Friday, June 05, 2009
Scott Boras is right
Wayne Gretzky signed a 21-yr $5MM deal at the age of 18 in the WHA (right at center ice). The fantastic thing about the WHA is that all the underaged players signed (NHL drafting age at the time was 20) would be similar to what a free agent would be. Gretzky’s contract would be equivalent to a $3.2MM deal if you presumed 5% growth. Or, in other words, if he signed a 150,000$ salary at age 18, with an annual 5% raise for the next 21 years. That would be pretty much what the stars of the day were getting already. And he only played a handful of WHA games when he signed that deal. Gretzky was the can’t miss prospect to end all can’t miss prospects, who managed to sign a virtual free agent contract. Nothing like it has ever happened. What this shows is that prospects have tremendous value, if you can price it right. This is exactly what actuaries do with any other product (or service, which is what athletes provide), and what mom & pop do when buying stocks with no history.
The first six years of an MLB player’s career is paid at around 30% of what he would get as a free agent. A player leaves 70 cents on the free agent dollar, in order to abide by the CBA. A CBA he is a party of once he is part of the 40-man roster. Until then, he’s really a free agent. The draft somehow exists, and it remains mostly unchallenged, if only because virtually all the players accept it as the price of gaining entry. They figure they’ll make it up in the end.
Or, before the beginning. That’s what Scott Boras is for.
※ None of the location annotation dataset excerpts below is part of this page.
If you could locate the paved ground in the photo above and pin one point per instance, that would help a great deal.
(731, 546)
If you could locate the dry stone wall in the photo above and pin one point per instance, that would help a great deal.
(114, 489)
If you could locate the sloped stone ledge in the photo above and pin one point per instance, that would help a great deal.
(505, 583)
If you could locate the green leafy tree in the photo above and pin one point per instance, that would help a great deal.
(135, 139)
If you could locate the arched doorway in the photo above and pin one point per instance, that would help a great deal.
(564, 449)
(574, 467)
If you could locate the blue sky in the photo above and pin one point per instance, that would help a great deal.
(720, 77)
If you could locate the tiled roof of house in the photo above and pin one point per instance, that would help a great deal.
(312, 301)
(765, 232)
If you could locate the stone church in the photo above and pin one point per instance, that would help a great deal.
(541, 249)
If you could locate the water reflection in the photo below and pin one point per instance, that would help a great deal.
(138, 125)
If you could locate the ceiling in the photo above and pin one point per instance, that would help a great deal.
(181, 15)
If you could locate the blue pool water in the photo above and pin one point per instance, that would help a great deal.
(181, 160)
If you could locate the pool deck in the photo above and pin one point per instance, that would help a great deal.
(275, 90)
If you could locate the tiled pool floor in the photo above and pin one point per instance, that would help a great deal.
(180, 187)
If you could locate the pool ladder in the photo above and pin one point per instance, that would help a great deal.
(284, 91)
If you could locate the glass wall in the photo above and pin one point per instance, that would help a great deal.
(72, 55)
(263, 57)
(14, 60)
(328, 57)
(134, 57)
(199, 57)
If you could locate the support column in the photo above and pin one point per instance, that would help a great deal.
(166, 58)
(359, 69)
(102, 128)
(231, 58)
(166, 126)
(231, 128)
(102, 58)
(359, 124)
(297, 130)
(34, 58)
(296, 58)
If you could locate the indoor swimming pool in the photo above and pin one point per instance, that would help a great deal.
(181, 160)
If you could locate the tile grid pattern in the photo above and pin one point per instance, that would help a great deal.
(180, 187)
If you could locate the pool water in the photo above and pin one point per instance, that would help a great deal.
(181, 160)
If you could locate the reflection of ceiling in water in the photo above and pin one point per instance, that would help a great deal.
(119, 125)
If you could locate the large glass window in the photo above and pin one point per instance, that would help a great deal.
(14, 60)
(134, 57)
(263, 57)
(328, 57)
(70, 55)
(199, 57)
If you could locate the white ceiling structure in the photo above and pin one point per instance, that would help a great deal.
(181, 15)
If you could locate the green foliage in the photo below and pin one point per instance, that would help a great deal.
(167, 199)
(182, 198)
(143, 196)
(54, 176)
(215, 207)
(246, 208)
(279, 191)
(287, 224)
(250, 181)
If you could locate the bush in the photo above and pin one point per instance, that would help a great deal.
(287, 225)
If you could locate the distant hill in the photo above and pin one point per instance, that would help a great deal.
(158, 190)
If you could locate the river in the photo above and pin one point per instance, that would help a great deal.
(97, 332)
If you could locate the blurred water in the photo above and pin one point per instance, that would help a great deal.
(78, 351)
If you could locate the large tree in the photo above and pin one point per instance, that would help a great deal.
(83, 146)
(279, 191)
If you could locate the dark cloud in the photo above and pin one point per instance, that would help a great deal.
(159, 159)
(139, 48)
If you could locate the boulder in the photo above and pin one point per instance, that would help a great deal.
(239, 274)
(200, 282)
If you have a true star player, a can’t miss kind of player, a one-of-a-kind player, you would expect that player to provide you with about 30 WAR (wins above replacement) over 6 years. 30 WAR is worth around $130MM. However, this can’t miss player will only get $40MM if he were to sign a MLB contract before playing his first game. (Think Evan Longoria, but better, if you want.)
Now, free agents are terribly overpriced to begin with. So, while this can’t miss player is worth $130MM in free agent dollars, if they made ALL players free agents, he would not sniff this. Free agents get a premium because MLB management has made their supply so limited (how’s that for shooting yourself in the foot?). This can’t miss player is likely really worth one-third less than that if the free agent market was more plentiful. So, that would be around $90MM. That’s the true value of the can’t miss player, if athlete services would be more readily available on the open market.
This can’t miss player, under the current CBA, will probably get a $40MM 6-yr deal after playing for one month. He’ll be leaving $50MM on the table.
And Scott Boras wants that money in the beginning. He is right on this one. However, he will ALSO want the premium free agents will get on the back-end as well. This of course is not fair, which is why the can’t miss player is required to leave the $50MM on the table today, so that he’s going to get it in free agency.
Now, whether Stephen Strasburg is MLB’s equivalent of Wayne Gretzky, I don’t know. The question to ask is what kind of deal would he have signed, had there been the equivalent of the WHA in baseball.